Once your vector store has been created and the relevant documents have been added you will most likely wish to query it during the running of your chain or agent.

### Query directly

The `QdrantDocumentManager` class allows direct querying using the `search` method. It performs similarity searches by converting queries into vector embeddings to find similar documents.

In [16]:
query = "What is the significance of the rose in The Little Prince?"

response = db.search(
    query=query,
    k=3,
)

for res in response:
    payload = res["payload"]
    print(f"* {payload['page_content'][:200]}\n [{payload['metadata']}]\n\n")

* for decades.

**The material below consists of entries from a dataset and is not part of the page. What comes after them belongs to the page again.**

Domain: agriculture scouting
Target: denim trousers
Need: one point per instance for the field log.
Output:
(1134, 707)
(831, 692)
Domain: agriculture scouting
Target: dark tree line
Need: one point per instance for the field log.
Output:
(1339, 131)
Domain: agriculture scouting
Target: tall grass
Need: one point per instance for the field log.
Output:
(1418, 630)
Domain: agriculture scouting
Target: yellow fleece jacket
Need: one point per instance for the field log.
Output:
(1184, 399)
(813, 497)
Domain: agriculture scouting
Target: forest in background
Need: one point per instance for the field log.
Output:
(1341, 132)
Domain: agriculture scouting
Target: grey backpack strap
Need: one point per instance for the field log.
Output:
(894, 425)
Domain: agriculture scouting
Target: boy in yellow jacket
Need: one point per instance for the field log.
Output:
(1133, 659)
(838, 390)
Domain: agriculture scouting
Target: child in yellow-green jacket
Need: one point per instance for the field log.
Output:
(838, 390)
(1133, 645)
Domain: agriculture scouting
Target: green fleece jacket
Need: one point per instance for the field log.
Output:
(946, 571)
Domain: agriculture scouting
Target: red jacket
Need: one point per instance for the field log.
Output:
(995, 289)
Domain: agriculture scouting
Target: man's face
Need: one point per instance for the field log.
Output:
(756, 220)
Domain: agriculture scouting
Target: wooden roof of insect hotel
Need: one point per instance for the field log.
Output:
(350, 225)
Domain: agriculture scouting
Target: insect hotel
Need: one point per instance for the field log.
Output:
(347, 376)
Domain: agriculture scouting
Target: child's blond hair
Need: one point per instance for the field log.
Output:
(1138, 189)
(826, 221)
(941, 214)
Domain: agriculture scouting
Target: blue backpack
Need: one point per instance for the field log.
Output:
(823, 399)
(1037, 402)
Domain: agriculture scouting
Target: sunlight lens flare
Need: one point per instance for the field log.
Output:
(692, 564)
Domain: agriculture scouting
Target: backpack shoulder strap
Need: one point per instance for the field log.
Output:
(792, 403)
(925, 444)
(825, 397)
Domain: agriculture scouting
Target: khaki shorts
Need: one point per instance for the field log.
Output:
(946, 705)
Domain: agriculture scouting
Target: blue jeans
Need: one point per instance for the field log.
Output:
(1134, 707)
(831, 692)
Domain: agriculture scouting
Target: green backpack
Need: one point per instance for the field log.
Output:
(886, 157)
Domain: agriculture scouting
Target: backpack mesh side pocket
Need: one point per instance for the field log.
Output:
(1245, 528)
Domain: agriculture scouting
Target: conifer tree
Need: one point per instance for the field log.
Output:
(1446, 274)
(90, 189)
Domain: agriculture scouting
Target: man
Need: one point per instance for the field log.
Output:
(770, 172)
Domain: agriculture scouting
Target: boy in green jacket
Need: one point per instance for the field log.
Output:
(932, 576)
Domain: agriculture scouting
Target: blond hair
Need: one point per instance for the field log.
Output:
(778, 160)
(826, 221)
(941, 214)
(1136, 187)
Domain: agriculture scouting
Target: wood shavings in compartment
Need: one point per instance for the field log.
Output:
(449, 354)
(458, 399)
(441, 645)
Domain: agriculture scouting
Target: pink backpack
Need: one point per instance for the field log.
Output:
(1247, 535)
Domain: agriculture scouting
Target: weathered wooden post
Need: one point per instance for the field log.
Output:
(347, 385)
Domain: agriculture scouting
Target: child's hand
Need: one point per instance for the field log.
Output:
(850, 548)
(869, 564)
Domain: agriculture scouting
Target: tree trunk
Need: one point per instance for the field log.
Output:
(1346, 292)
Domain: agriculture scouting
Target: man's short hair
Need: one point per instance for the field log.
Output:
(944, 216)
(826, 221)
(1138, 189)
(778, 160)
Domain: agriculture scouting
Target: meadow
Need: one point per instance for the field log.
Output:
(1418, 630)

In the book, a pilot is stranded in the midst of the Sahara where he meets a tiny prince from another world traveling the universe in order to understand life. In the book, the little pri
 [{'source': './data/the_little_prince.txt'}]

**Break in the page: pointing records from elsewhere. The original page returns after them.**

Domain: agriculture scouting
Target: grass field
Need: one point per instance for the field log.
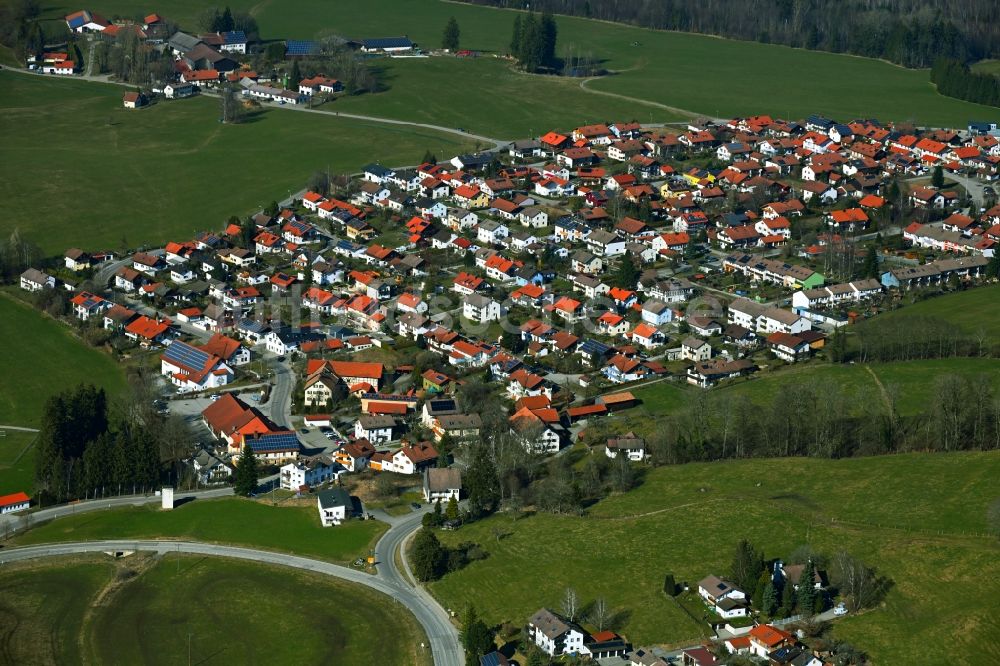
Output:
(44, 605)
(231, 521)
(79, 170)
(487, 96)
(700, 73)
(49, 359)
(89, 610)
(911, 381)
(910, 515)
(987, 67)
(17, 474)
(973, 310)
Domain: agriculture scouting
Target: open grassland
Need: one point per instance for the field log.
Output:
(79, 170)
(920, 519)
(987, 67)
(17, 462)
(699, 73)
(44, 605)
(488, 96)
(48, 359)
(161, 610)
(292, 529)
(912, 383)
(243, 612)
(974, 311)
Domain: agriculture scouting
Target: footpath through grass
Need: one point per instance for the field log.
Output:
(700, 73)
(919, 518)
(235, 521)
(41, 358)
(912, 382)
(17, 462)
(244, 612)
(80, 170)
(142, 609)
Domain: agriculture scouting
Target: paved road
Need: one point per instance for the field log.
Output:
(12, 522)
(104, 275)
(443, 635)
(280, 402)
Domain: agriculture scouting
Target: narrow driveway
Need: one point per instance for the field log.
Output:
(443, 636)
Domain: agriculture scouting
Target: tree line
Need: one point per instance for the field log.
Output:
(821, 419)
(954, 79)
(89, 446)
(912, 33)
(533, 42)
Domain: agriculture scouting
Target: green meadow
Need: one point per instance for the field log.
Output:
(79, 170)
(919, 518)
(179, 609)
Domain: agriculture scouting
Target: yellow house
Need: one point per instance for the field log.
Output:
(699, 177)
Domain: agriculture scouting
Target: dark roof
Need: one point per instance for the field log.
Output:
(387, 43)
(300, 47)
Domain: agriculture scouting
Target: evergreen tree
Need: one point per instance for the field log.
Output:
(248, 231)
(669, 585)
(627, 274)
(480, 481)
(787, 599)
(769, 601)
(428, 556)
(227, 23)
(758, 595)
(246, 479)
(451, 513)
(515, 38)
(993, 267)
(449, 40)
(937, 177)
(870, 268)
(806, 592)
(548, 31)
(747, 565)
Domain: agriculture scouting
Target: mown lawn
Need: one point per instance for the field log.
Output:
(20, 475)
(911, 382)
(489, 97)
(974, 311)
(80, 170)
(919, 518)
(292, 529)
(160, 611)
(43, 605)
(48, 359)
(699, 73)
(234, 611)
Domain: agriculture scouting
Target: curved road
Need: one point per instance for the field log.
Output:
(443, 636)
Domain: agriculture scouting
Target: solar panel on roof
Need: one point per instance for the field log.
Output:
(300, 47)
(185, 354)
(274, 442)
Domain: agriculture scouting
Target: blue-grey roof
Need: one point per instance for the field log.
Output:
(300, 47)
(272, 442)
(387, 43)
(593, 347)
(181, 353)
(333, 498)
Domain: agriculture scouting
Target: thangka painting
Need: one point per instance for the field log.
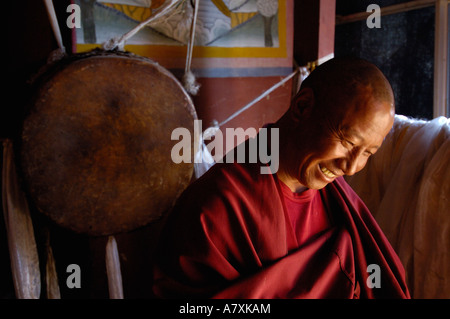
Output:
(232, 37)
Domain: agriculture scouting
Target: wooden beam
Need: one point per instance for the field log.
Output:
(314, 27)
(397, 8)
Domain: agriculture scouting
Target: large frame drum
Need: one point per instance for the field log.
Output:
(96, 142)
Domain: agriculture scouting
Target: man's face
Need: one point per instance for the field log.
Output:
(334, 145)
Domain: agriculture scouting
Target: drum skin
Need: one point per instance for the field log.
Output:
(96, 143)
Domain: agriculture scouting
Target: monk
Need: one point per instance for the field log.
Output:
(300, 232)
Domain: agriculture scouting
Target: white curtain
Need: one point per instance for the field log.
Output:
(406, 185)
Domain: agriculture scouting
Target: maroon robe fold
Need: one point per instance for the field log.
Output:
(229, 236)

* Indeed, as I learned, there were on the planet where the little prince lived-- as on all planets-- good plants and bad plants. In consequence, there were good seeds from good plants, and bad seeds fro
 [{'source': './data/the_little_prince.txt'}]


* [ Chapter 7 ]
- the narrator learns about the secret of the little prince‘s life 
On the fifth day-- again, as always, it was thanks to the sheep-- the secret of the little prince‘s life was revealed 
 [{'source': './data/the_little_prince.txt'}]

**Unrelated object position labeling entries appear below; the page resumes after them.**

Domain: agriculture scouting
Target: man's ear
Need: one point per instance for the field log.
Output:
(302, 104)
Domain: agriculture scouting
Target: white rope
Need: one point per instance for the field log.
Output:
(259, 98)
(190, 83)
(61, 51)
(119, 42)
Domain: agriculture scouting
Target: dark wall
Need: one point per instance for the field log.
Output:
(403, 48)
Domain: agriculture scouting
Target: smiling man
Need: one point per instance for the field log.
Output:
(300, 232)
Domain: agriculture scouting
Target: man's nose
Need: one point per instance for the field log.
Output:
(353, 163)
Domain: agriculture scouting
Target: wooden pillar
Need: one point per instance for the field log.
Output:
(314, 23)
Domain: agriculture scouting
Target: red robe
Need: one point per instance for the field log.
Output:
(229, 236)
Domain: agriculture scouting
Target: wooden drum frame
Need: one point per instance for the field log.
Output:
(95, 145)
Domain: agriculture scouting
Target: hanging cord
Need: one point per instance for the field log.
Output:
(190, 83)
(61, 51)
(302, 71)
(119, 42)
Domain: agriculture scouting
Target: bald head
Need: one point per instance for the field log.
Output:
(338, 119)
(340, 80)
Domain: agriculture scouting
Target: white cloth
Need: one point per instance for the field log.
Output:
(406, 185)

### Similarity search with score

The `QdrantDocumentManager` class enables similarity searches with scores using the `search` method. This provides a relevance score for each document found.

In [17]:
# Define the query to search in the database
query = "What is the significance of the rose in The Little Prince?"

# Perform the search with the specified query and number of results
response = db.search(query=query, k=3)

for res in response:
    payload = res["payload"]
    score = res["score"]
    print(
        f"* [SIM={score:.3f}] {payload['page_content'][:200]}\n [{payload['metadata']}]\n\n"
    )

* [SIM=0.527] for decades. In the book, a pilot is stranded in the midst of the Sahara where he meets a tiny prince from another world traveling the universe in order to understand life. In the book, the little pri
 [{'source': './data/the_little_prince.txt'}]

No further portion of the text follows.